The coming weeks will be “critical” in containing the spread of coronavirus in the UK, an expert has said.
Professor Sir Jeremy Farrar warned that the country was not through the Covid-19 pandemic, and that community transmission was going to increase in the weeks to come.
The Wellcome Trust director and Sage member believes the UK is two to four weeks behind Europe, as it has been since the beginning of the outbreak.
Speaking at a Wellcome media briefing, he said: “I think that community transmission is going to increase over the coming weeks.
“And with that this new phase, the next six weeks are going to be absolutely critical.
“And the really important question is whether we can contain the community transmission, which will increase.”
Dr Farrar explained that the real concern lay in transmission spreading to the more vulnerable parts of the population.
He added: “Yes the elderly, people from BAME backgrounds and whether it’s allowed to get into hospital transmission and indeed into care homes.
“That’s got to be the focus. The community transmission will go on. It’s whether we can prevent that coming across into other more vulnerable populations in the future.
“And nobody should be under an illusion this infection is going away – this is now a human endemic infection.”
Dr Farrar said social distancing, hand-washing, and wearing masks were very important, but they were not an exit strategy.

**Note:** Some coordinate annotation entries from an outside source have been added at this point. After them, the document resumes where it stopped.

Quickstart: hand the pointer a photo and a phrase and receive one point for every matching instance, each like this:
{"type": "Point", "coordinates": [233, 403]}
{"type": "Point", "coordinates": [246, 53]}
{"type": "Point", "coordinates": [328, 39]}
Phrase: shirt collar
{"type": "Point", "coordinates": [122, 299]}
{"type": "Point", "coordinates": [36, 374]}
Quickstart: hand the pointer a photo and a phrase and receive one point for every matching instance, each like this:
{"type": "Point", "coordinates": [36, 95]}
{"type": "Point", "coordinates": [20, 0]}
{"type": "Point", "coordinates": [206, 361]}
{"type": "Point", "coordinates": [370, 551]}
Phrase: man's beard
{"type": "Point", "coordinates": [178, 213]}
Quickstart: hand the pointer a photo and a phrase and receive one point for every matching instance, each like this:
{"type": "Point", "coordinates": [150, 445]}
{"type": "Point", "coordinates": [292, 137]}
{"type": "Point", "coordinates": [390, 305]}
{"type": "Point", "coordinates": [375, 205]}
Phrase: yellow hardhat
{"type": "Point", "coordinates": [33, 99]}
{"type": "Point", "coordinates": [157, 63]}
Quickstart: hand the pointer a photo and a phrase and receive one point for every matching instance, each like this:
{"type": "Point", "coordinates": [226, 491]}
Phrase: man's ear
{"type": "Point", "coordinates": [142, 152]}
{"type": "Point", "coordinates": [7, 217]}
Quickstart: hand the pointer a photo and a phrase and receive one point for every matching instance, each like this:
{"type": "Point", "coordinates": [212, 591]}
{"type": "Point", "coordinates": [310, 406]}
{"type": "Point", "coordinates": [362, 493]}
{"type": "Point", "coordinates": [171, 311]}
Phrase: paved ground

He explained that an exit strategy would come via the ability to change the fundamentals of the virus – the transmission of the virus, the severity of illness that it causes, the ability to diagnose it, test it, and quarantine with non-pharmacological interventions, as well as treatments and vaccines.
Talking about the global race to develop a Covid-19 vaccine, Dr Farrar said there was “no value” in vaccine nationalism.
“It won’t speed things up,” he said.
“In fact it’ll slow things down. And we have no idea where the best vaccine that is safe and effective will come from.
“But wherever it comes from, the world will need it, and multiple vaccines, so working together is absolutely critical.”
Dr Farrar said he was optimistic a vaccine would be developed, maybe by the latter stages of this year, but “certainly” into 2021.